Except not. In March I found out I had been placed in Housing Group 3 – extra health and wellbeing needs – which sounded accurate on the surface, until I learned that Group 5 was the group for those who need wheelchair accessible properties. My advocate and I queried this, as I rarely go anywhere without my powerchair and absolutely need it for independent living, but were told that Group 5 was only for wheelchair users that need to use their wheelchairs inside their homes as well as outside. Fair, I do not need to do that at this point as long as I can have reasonable adaptations made. But this left us with an issue – does Group 3 ever get offered wheelchair accessible properties? We asked the council multiple times in emails, going as far as to request a face to face meeting so I could get a straight answer, but no joy. We were also told that there were many other applicants in the group, and my chances of getting anything via the council were so slim that I should continue to look privately or consider a low cost homeowners scheme (hello, where is the bank that will give a mortgage to someone existing solely on disability benefits?).

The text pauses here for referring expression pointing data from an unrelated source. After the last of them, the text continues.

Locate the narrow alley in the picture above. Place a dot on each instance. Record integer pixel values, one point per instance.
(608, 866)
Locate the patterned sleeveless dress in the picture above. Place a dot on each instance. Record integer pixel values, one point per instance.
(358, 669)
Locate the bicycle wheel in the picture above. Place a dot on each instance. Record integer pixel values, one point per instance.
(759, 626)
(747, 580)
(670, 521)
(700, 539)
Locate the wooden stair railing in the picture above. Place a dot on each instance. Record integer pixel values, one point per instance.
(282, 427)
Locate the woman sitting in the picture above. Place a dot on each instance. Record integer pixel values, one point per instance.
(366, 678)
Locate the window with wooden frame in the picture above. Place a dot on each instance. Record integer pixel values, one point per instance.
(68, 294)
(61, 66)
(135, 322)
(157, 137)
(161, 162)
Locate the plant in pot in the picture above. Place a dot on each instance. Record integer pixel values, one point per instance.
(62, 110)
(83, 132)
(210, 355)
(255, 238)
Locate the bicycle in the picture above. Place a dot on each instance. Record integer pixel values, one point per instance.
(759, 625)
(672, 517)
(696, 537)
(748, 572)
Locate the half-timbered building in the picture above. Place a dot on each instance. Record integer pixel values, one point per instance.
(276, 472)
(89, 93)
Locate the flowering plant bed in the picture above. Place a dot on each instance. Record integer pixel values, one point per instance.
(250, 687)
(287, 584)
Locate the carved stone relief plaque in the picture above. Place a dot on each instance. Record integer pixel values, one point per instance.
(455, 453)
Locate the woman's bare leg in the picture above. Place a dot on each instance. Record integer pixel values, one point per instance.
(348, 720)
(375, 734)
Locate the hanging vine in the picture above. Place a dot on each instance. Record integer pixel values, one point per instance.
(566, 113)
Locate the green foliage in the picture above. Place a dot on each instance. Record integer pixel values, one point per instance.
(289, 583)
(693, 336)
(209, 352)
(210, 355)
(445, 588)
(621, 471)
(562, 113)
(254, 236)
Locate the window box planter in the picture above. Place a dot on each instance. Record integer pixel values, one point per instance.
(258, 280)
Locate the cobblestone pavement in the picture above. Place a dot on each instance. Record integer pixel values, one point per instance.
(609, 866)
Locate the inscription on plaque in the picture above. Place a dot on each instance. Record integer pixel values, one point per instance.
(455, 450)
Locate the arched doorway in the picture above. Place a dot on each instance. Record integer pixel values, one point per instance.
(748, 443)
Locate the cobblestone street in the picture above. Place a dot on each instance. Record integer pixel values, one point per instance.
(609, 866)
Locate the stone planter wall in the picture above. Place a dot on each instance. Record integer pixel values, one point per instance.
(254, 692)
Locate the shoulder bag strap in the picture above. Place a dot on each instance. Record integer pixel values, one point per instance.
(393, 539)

So as well as frustrating myself to tears looking through property sites for accessible and affordable flats (as I have been doing since early 2017), since May I’ve been logging onto the Homefinders site weekly to see what’s listed as available for me to bid on. I’ve never seen more than 4 available in my strict category (1 occupant, 1 bedroom) in one week, and to answer my own question to the council it seems that wheelchair accessible properties offered to Group 3 are sparse. I’ve seen one so far, and it was on the ninth floor of a tower block far enough removed from public transport that even the site listed it as such. Even yesterday, a friend alerted me to a property listed that had a “roll in shower” so must be wheelchair friendly? Nope – third floor, no lift. We’re going to try and push again for that data on accessible properties, or a face to face meeting.
What else in the meantime? I’ve applied to two different specialist housing organisations in the last couple of weeks, although I’ve not even had an acknowledgment of application from either of them, and since posting a desperate tweet to find any other links/HAs/charities/flats for rent I’ve got a couple more to try.
It’s hard keeping my head above water right now. I can be in a perfectly good mood then think too much about housing and start going under. I tried to access private therapy to deal with the trauma around housing and homelessness from my previous experiences, but something got in the way – lack of wheelchair accessible therapists. The irony is not lost on me. I’m even considering reapplying to my local CMHT for help, but I’m not sure I’ll be accepted since in November they kicked me off the therapy program I was on because my housing issues were monopolising my thoughts and causing more acute mental health issues, distracting from the longstanding ones the program was designed for. If I don’t laugh I’ll scream
And that’s where I’m at now. I know I’ve been crap at updating this, it’s hard to pull the brainkittens together to write something longer than a tweet – see last post – but I’m trying to write it out more. It makes me feel less lost and confused, writing it all down as a record of what happened too. I’ll do a medical update one at some point, but it seems less urgent.
Thanks to everyone who’s retweeted my plea – so far 674 of you! Please keep it going, any advice, any ideas are appreciated. Even if it doesn’t get me a property to rent, I hope that it wakes people up to the appalling lack of wheelchair accessible properties in this country.